Atrial fibrillation incidence has steadily increased globally in the last decades, hand in hand with the increase in lifespan, obesity, and metabolic syndrome rates.4 The surge in the incidence of AF, especially when linked with obesity and its related metabolic complications, and its detrimental consequences on human health mark one of the most significant challenges in public health. Moreover, as people are variable in their exposure duration to different lifestyles, the independent effect of adopted behaviours remains unclear and hard to determine.5 Therefore, a significant need has arisen to define specific exposures and interventions that may potentially decrease the risk of AF, especially concerning cumulative exposure to modifiable metabolic and lifestyle risk factors. Given the typical long latency period between such exposures and AF occurrence, clinical intervention studies to address this gap in evidence are nearly implausible as they would require substantial sample sizes, follow-up duration, and financial resources. Hence, the potential and definition of early-life lifestyle and habitual intervention to prevent AF remains unknown and disputable. However, such studies require a unique statistical approach to deduce causal inferences and mitigate the risk of bias and interdependence of exposures and interventions.6,7

Considering this knowledge gap, Nilsen et al.8 have utilized longitudinal data from the Tromsø population-based study and followed nearly 15 000 community-dwelling men and women over 25 years with at least two longitudinal baseline data points for AF incidence, which was determined by a review of health records. The investigators aimed to simulate separate or combined hypothetical interventions, including smoking cessation transforming from a sedentary to an active lifestyle (defined as ≥180 min/week or 90 min/week of moderate or vigorous physical activity, respectively), moderate alcohol consumption (1–2 units/week), body mass index (BMI) reduction to 25 kg/m2, lowering systolic blood pressure to 130 mmHg, and lowering diastolic blood pressure to 80 mmHg. These interventions were examined across strata of sex and education level [as a surrogate of socioeconomic status (SES)] to address their possibly variable effect across these distinct non-modifiable risk factors. Hypothetical interventions were simulated using the parametric g-formula, a robust statistical method for simulating causal inference in situations where traditional randomized clinical studies may not be feasible or achievable.6 This analytic tool is specifically designed to provide causal inference while handling time-varying confounding variables that may affect and be affected by the investigated treatment or exposure, thus mitigating the risk of collider and confounding biases.9

A key point in addressing potential preventive measures is defining the appropriate population for intervention. The statistical plausibility and power to detect differences are influenced by sample size and, more importantly, baseline risk.10 In this study, with equal representation of sexes, there was a substantial imbalance in baseline risk factors between men and women. While men were more likely to consume alcohol excessively and had higher BMI and blood pressure and higher rates of diabetes and cardiovascular disease history, women were less physically active and, surprisingly, were more likely to smoke cigarettes. Of note, regardless of sex, the study population had a relatively low burden of obesity and cardiometabolic disease burden, which, by nature, mitigated the potential effect of lifestyle interventions targeting these risk factors. Interestingly, this study, representing a study case of an average community-dwelling population, reconfirmed the repeated known observation that men are roughly two times more likely to have AF compared with women, with an observed absolute risk of ∼7% in women and ∼14% in men during 22 years of follow-up.2

The results of the hypothetical interventions analyses revealed that among all individual hypothetical lifestyle and exposure interventions, only reduction of BMI yielded significant AF risk reduction, with 16% and 14% relative risk reductions among women and men, respectively. Sufficient physical activity intervention was, unexpectedly, associated with an 8% increased AF risk in men only. This intriguing finding might be related to the known J-shaped relationship between physical activity intensity and AF risk11 and the probable higher rates of men engaging in high-intensity endurance exercise,12 an important AF risk factor not disclosed in the current report. Hence, this counterintuitive finding should be perceived with doubt and might prompt further focused research.
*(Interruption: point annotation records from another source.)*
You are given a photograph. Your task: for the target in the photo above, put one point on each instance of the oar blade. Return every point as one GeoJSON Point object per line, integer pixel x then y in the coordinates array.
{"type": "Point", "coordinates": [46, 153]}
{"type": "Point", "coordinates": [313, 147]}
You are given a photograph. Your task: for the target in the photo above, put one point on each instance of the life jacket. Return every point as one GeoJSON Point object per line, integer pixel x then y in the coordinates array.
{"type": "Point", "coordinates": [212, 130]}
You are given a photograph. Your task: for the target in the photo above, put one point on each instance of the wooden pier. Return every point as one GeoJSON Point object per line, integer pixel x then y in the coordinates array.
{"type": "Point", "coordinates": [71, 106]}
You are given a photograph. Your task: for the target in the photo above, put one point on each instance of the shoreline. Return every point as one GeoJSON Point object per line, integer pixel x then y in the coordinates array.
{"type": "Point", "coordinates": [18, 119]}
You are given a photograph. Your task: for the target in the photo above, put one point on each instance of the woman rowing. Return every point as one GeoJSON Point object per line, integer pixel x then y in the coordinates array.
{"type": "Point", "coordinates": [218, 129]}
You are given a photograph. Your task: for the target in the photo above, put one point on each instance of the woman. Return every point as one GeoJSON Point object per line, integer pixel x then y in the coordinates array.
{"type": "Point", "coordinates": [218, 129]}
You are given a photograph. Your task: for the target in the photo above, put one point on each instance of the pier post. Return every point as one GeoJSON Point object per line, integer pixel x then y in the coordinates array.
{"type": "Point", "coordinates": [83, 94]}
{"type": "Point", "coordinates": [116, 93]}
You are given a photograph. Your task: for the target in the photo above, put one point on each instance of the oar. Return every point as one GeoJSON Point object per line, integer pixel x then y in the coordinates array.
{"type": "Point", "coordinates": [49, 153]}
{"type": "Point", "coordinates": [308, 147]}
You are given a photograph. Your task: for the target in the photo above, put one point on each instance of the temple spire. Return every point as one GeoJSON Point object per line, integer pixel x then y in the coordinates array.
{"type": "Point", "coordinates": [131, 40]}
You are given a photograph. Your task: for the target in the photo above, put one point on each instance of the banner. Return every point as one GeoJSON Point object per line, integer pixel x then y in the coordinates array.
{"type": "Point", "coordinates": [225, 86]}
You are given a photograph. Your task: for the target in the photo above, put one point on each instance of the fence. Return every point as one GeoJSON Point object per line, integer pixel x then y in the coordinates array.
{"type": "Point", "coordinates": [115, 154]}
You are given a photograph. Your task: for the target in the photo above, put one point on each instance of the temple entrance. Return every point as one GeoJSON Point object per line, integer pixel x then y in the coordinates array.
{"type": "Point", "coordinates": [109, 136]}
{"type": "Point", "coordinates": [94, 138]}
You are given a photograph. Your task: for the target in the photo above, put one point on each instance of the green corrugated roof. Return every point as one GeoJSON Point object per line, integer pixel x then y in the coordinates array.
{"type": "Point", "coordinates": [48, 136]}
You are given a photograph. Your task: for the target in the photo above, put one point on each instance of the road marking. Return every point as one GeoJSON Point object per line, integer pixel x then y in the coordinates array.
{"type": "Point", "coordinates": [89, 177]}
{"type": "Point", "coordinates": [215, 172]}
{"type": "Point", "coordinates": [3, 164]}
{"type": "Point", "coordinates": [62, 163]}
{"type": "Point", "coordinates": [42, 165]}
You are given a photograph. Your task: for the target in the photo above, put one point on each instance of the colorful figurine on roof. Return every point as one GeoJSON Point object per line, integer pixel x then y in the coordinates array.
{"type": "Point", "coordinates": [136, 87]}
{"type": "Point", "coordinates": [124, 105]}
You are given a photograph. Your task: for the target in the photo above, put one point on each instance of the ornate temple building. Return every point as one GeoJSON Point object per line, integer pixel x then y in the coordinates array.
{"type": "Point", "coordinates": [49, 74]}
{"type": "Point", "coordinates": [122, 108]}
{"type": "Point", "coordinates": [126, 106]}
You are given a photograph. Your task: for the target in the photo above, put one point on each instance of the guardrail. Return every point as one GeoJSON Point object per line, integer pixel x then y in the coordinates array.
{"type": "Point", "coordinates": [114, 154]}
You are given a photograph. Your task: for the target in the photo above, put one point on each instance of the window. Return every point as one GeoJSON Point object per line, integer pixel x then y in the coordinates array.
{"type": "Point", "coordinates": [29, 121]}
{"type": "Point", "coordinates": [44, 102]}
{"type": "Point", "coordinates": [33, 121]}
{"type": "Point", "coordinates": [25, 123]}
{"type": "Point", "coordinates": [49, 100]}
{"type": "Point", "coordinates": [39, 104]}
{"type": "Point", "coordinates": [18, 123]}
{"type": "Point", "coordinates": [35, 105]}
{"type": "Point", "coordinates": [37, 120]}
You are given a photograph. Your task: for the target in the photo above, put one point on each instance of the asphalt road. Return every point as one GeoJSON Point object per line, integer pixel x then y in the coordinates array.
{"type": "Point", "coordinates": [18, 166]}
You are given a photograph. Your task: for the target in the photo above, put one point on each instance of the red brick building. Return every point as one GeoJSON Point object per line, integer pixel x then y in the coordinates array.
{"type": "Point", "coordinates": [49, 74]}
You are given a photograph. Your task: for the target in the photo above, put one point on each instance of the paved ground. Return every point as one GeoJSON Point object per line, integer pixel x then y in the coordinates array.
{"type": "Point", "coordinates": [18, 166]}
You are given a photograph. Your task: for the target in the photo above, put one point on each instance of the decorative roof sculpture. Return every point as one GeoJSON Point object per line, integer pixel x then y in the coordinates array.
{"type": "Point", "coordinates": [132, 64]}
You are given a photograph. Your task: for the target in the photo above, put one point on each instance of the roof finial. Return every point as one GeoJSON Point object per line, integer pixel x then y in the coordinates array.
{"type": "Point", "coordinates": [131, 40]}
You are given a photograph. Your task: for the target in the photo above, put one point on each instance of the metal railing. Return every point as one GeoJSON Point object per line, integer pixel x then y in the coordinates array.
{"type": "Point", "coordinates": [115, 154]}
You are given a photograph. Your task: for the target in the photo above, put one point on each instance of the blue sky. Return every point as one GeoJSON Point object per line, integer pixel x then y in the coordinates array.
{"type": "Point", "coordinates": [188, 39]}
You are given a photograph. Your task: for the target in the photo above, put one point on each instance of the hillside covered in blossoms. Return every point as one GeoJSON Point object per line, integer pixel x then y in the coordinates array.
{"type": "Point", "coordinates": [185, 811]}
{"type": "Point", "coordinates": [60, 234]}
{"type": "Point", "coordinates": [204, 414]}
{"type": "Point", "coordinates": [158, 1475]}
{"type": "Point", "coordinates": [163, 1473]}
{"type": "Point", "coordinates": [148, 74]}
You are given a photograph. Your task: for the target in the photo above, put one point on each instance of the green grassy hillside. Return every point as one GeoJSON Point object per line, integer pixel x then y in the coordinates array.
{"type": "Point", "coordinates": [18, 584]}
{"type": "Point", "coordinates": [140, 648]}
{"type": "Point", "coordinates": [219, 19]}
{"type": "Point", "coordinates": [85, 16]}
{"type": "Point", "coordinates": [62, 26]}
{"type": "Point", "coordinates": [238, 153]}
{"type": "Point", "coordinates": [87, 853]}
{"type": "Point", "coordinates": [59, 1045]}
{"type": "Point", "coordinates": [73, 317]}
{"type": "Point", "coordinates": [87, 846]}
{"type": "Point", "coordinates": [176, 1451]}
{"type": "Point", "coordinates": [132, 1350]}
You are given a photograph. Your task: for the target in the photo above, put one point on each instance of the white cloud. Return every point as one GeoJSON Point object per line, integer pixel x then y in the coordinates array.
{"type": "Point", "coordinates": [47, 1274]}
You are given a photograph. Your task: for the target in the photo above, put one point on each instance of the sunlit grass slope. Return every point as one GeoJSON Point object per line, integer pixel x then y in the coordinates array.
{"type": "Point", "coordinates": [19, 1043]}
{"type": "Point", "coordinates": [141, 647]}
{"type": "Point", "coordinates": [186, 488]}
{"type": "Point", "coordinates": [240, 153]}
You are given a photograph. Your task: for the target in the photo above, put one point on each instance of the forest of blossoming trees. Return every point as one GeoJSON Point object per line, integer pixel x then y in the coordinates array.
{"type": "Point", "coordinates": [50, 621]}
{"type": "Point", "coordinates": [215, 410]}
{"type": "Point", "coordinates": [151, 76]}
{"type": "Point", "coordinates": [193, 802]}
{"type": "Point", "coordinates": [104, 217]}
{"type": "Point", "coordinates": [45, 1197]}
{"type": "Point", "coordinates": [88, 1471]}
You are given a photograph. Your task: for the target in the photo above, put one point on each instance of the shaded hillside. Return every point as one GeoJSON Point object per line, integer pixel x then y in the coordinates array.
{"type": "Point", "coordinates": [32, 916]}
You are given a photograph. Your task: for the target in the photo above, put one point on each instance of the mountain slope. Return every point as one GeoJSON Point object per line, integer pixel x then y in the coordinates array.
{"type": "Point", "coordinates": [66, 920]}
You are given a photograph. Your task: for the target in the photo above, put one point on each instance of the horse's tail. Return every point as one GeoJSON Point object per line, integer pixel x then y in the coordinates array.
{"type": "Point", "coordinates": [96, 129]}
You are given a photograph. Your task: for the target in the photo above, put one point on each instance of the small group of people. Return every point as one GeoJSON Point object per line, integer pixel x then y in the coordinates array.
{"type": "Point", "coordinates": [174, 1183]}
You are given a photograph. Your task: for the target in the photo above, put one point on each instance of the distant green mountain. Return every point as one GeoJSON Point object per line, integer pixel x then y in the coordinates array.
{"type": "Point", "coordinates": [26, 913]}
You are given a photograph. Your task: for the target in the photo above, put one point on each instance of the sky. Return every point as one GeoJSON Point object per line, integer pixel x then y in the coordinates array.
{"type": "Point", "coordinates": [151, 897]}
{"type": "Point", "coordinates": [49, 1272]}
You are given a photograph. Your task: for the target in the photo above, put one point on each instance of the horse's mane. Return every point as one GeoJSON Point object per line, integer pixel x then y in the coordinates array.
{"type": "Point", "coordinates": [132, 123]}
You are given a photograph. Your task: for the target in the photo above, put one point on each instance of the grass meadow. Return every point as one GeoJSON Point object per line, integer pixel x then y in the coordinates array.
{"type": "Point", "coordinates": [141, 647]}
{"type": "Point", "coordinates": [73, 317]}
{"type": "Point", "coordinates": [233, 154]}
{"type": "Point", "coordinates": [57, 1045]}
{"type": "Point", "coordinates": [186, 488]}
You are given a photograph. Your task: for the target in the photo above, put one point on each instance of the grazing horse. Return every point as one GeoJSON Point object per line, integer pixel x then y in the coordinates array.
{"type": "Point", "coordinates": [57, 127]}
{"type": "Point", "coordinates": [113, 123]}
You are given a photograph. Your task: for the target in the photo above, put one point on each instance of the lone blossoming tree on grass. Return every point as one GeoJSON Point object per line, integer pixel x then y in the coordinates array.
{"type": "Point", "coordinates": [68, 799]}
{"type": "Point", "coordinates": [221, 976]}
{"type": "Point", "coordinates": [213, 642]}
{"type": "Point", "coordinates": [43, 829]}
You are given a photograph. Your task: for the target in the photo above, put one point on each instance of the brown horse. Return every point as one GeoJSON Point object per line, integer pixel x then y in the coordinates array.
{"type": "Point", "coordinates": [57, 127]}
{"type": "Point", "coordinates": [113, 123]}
A combination of all interventions was associated with a significant 41% relative risk reduction for AF in women but no significant hypothetical effect on AF risk in men. However, it might be argued that pooling of strongly interrelated interventions such as weight control, physical activity, and better blood pressure control might lead to overestimation of actual effects and be influenced by simulation of weight loss in metabolic responders, a response that is difficult to predict in real life. Also, the sex differences in their hypothetical response to interventions raise questions regarding the foreseeable hypothetical metabolic response to weight loss among men in this specific cohort or for a collider effect involving increased physical activity, weight loss, and AF among men. Thus, this alleged difference in response to intervention between sexes should be interpreted cautiously.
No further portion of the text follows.